Before that moment of complete electoral triumph, the reformers hit upon a less explicit strategy for destroying the red-light district: they could help the government build an interstate highway through
it. Since the early 1940s, Peorians had been clamoring for the construction of a second bridge connecting Peoria to East Peoria. In 1951, the State Highway Division recommended that the project begin at North Washington Street on the Peoria side. The Pryors and their fellow residents of the 300 block, the black-oriented portion of the red-light district, found themselves at the very center of construction. Fourteen buildings, all within the vicinity of the district, were demolished in the initial phase, and no one seems to have paused with the bulldozer. Richard’s block was “blight.” Three-quarters of its dwellings lacked a private bathroom or were deemed dilapidated by the 1950 U.S. Census; one in six had no running water.
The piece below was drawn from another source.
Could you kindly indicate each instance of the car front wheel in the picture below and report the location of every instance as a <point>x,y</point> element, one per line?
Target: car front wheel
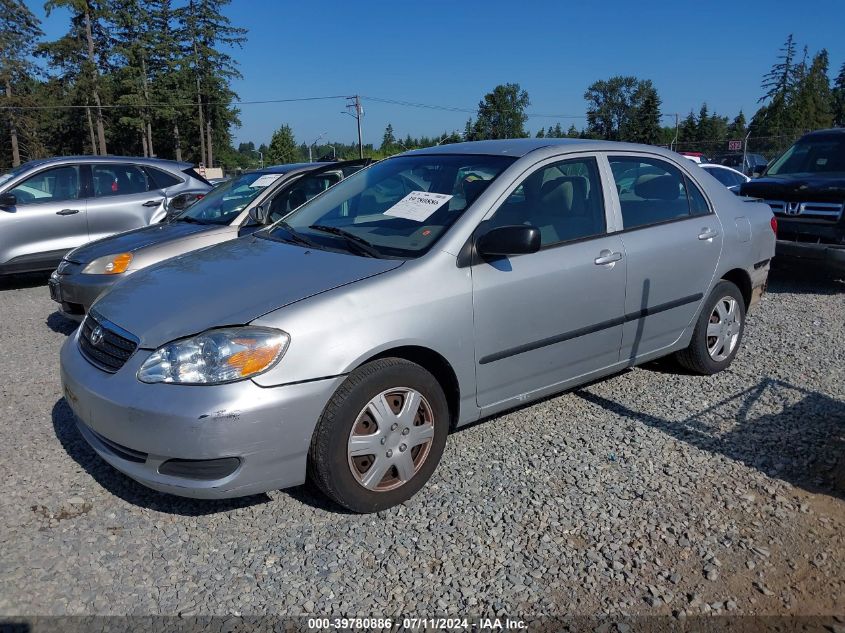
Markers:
<point>718,331</point>
<point>380,436</point>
For the underground entrepreneurs of 300 North Washington Street, the construction of the bridge meant the end of their neighborhood. In late 1951, Marie and her family left behind her brothels at 313 and 317 North Washington Street, a few steps ahead of the wrecking ball. The Famous Door had closed two years before, along with a beauty shop Marie had run next to it for two years. With the disintegration of the friendly relationship between Peoria’s police and its madams, the family needed to regroup. Marie chose to move her family to the 2400 block of South Adams—four and a half miles away from the old red-light district, in an undeveloped part of town that had few black residents but offered cheaper rents and less ramshackle housing stock. The family loosened up, subdividing into its various specialties. Richard’s grandfather devoted himself to his new pool hall; Richard’s uncle Dickie turned to drug running and counterfeiting; Buck and Ann remained connected to prostitution; and Marie went back to bootlegging, hanging up her spurs as a madam at age fifty-two.

An era, Marie’s era, was drawing to a close. Richard enrolled in the nearly all-white Blaine-Sumner elementary school, smarting from his most recent expulsion, and reached for another chance at a fresh start.

CHAPTER 4
Glow, Glow Worm, Glow

Peoria, 1952–1956

M
rs. Margaret Yingst, sixth-grade teacher at Blaine-Sumner elementary school and a woman who looked and dressed like an older version of Snow White, had a problem on her hands. When she took attendance after the ringing of the morning bell, there was usually a hitch at the
P
s. “Richard Pryor? Richard?” No answer. Half an hour later, Richard ambled into class and sat down at a desk in the first row. He looked ragged, as if he’d been up half the night.